What can business leaders do about it? We can put our money where our mouths are. We can understand the importance of investment in critical resources to our businesses and the economy. We can encourage lawmakers to consider whether Wisconsin’s investment in early childhood development programs is aligned with economic and community needs. Gov. Jim Doyle’s YoungStar Child Care Quality Rating and Improvement System (QRIS) proposal, soon to be considered by the Legislature’s joint budget committee, is among the ideas we can support.

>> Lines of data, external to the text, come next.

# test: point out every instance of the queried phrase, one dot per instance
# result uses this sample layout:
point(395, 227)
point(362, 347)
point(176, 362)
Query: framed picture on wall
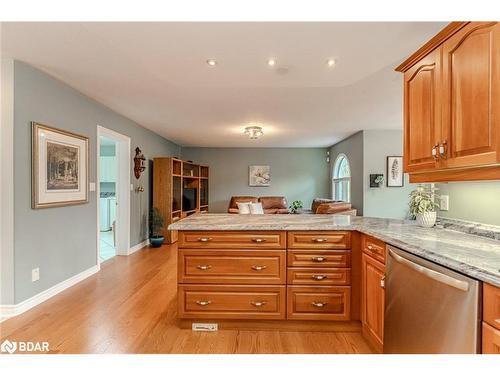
point(259, 175)
point(395, 175)
point(59, 167)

In a time of tight private and public budgets, we must have the foresight and resolve to declare early childhood investment a top priority, especially for children at risk. We need to raise awareness among more Wisconsin business and legislative leaders of the benefits of investing in early childhood development. And finally, we should encourage a new level of dialogue on state policies and participate in designing locally sustainable solutions for the sake of our children and our economy.

Julia Taylor is president of the Greater Milwaukee Committee; Jon Stellmacher is senior vice president of Thrivent Financial for Lutherans; and Susan Lipp is president of Full Compass Systems.

Editor’s Note: On March 3, the Committee for Economic Development, the Partnership for Wisconsin’s Economic Success, and the United Way of Wisconsin will host a forum on early childhood investment for legislative and business leaders at Madison’s Concourse Hotel.